Il sistematico rapido aumento dei coloni giudaici portò velocemente ai primi scontri tra palestinesi ed ebrei nel 1921 con i moti di Nabi Musa. La questione arabo-israeliana era ufficialmente iniziata. Gli arabi iniziarono a combattere strenuamente per difendere la propria terra e i propri interessi.
Molti altri scontri, tra cui i moti del Muro del Pianto del 1928 e la Grande Rivolta Araba del 1936, furono solo un’anticipazione delle diverse guerre occorse in seguito tra mondo arabo e Stato d’Israele all’indomani dell’indipendenza di Tel Aviv nel 1947.

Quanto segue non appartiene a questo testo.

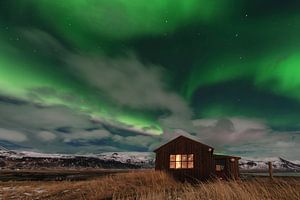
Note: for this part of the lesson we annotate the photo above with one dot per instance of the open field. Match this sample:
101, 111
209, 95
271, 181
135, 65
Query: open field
151, 185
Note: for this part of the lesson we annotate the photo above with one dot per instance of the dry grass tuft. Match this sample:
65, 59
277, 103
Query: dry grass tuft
152, 185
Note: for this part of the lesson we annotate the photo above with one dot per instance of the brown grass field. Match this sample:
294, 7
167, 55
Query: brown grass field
152, 185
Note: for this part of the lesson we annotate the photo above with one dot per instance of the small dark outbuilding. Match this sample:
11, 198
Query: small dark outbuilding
186, 158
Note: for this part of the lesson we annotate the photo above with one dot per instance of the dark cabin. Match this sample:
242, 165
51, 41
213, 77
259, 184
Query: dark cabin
188, 159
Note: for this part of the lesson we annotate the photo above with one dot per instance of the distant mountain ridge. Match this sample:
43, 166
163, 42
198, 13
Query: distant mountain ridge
262, 164
110, 160
31, 160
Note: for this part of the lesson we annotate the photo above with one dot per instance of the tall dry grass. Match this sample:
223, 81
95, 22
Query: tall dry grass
152, 185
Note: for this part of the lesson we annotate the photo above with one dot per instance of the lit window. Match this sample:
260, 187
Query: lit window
219, 168
220, 165
182, 161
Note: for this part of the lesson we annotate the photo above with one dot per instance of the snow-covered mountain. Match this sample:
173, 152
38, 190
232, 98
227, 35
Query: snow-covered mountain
27, 159
262, 164
12, 159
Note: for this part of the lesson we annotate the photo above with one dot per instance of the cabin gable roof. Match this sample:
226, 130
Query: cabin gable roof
195, 140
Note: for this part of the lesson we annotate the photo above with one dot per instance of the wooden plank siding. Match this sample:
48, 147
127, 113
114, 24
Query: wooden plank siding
203, 158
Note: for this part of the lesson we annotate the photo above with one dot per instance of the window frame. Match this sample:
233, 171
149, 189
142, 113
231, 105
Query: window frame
181, 161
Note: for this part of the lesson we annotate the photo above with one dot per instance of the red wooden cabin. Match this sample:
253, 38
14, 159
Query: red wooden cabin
188, 159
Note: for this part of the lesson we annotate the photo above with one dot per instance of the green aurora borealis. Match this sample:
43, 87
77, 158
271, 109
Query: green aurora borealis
200, 59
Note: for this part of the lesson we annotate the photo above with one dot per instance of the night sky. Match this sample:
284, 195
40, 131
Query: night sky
86, 76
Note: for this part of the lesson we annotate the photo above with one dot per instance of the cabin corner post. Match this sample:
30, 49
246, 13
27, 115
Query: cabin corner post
270, 170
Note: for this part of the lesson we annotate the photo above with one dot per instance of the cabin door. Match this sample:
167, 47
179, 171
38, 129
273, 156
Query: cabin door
220, 168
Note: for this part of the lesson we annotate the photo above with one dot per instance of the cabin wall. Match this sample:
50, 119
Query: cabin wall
231, 170
202, 159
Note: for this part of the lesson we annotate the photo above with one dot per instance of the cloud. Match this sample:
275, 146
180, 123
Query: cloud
230, 131
46, 136
129, 82
86, 135
12, 136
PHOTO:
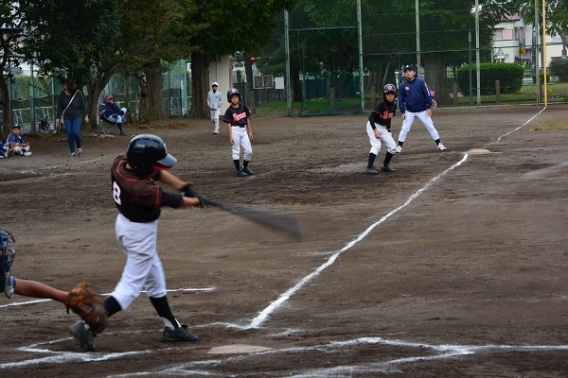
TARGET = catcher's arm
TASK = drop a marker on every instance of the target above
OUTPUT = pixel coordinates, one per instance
(87, 303)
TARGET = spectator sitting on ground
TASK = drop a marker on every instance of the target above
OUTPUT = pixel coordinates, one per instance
(111, 113)
(15, 143)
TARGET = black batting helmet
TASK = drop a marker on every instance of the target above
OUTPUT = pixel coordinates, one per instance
(148, 152)
(389, 88)
(233, 92)
(7, 251)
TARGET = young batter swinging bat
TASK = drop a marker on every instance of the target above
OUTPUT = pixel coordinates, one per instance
(278, 220)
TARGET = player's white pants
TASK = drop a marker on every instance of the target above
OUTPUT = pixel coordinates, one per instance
(240, 137)
(215, 118)
(386, 138)
(143, 267)
(20, 150)
(426, 121)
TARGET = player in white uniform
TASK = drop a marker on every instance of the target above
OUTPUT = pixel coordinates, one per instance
(378, 130)
(415, 101)
(139, 200)
(214, 101)
(237, 117)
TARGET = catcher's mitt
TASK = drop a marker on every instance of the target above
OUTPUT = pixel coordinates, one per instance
(87, 303)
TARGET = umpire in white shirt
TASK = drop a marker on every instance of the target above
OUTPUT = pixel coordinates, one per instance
(214, 101)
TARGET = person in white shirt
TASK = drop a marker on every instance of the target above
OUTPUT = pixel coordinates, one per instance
(214, 101)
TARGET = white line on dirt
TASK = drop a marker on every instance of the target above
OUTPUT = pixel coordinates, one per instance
(263, 315)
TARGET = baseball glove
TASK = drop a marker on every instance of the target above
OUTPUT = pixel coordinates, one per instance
(87, 303)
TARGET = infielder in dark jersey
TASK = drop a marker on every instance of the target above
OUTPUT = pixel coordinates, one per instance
(139, 201)
(378, 130)
(240, 133)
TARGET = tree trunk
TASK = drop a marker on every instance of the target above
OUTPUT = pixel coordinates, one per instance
(94, 94)
(296, 84)
(6, 107)
(435, 73)
(127, 97)
(250, 85)
(155, 84)
(199, 86)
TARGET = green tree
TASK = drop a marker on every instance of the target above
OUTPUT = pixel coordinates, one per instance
(153, 33)
(389, 36)
(232, 25)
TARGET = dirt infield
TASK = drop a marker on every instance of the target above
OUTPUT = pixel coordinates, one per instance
(453, 266)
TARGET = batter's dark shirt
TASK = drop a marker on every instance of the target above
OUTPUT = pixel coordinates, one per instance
(382, 113)
(138, 198)
(237, 116)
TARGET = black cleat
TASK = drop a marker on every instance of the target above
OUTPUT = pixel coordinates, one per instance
(180, 334)
(84, 335)
(387, 168)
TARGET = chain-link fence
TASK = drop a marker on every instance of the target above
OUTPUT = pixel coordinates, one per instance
(34, 99)
(325, 57)
(468, 57)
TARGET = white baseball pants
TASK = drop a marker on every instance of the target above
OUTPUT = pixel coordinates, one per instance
(240, 138)
(386, 138)
(215, 118)
(143, 267)
(426, 121)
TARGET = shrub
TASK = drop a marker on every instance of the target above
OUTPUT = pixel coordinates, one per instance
(559, 68)
(510, 76)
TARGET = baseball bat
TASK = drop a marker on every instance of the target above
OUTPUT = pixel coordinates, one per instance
(276, 219)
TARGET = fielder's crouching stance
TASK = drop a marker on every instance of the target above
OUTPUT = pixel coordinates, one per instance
(139, 201)
(83, 299)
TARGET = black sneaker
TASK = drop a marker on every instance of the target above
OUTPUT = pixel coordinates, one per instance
(387, 168)
(248, 171)
(84, 335)
(180, 334)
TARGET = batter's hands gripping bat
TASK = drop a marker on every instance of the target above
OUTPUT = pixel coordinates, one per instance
(276, 219)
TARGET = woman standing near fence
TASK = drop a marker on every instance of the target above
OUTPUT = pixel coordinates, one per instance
(72, 109)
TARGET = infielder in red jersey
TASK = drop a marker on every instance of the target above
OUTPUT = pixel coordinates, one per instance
(139, 201)
(237, 118)
(378, 130)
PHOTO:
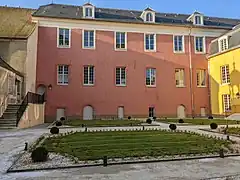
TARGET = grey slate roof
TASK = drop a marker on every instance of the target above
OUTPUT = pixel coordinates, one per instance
(129, 16)
(233, 40)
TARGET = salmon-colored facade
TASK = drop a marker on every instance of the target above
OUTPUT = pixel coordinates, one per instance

La questione arabo-israeliana oggi
La violenta escalation di queste settimane in Terra Santa è, dunque, solo l’ultima di una irrisolvibile questione che va avanti da più di un secolo. Come si intuisce, a renderla tale vi sono posizioni assiali non negoziabili per ambo le parti. L’idea esclusivista dello Stato ebraico, contorniata dalla convinzione di alcune frange di essere investiti di una missione divina di superiorità sugli altri popoli, è di matrice squisitamente etno-religiosa.
L’appartenenza al mondo occidentale americanocentrico con il suo episteme e i suoi costumi gioca un ruolo niente affatto secondario nel creare uno spartiacque ancora più netto tra Israele e mondo arabo. Dall’altra parte, il mondo islamico non può essenzialmente accettare la liceità dello Stato ebraico.
Gli accordi di Oslo del 1993 e le politiche di normalizzazione dei rapporti tra Stati arabi e Tel Aviv vanno visti più come decisioni temporanee e di Realpolitik che non hanno mai rispecchiato un sincero senso di compromesso (e, in realtà, capitolazione) dell’umma islamica. Per il musulmano medio e buona parte delle élite politiche l’appropriazione della terra palestinese ad opera degli ebrei sionisti è una negazione della propria ragione d’essere.
I ripetuti soprusi e conflitti tra i due schieramenti non hanno fatto altro che confermare la reciproca incompatibilità. Rebus sic stantibus, una soluzione diplomatica e/o di coesistenza permanente è inconciliabile con l’ousia di entrambe le compagini.
La tensione globale cresce sempre più vertiginosamente. L’Ovest è in decadenza e non vuole cedere la sua predominanza ereditata dalla fine della Guerra Fredda. L’Est, in rapida espansione e sempre più alieno agli assunti globalisti occidentali, rivendica una posizione di maggior rilievo ed effettiva sovranità.
Il confronto tra Hamas e Israele è l’ennesimo atto di quella che sembra proprio “una guerra mondiale a pezzi”. Il futuro ci dirà se questi pezzi verranno riuniti in un conflitto generalizzato vero e proprio.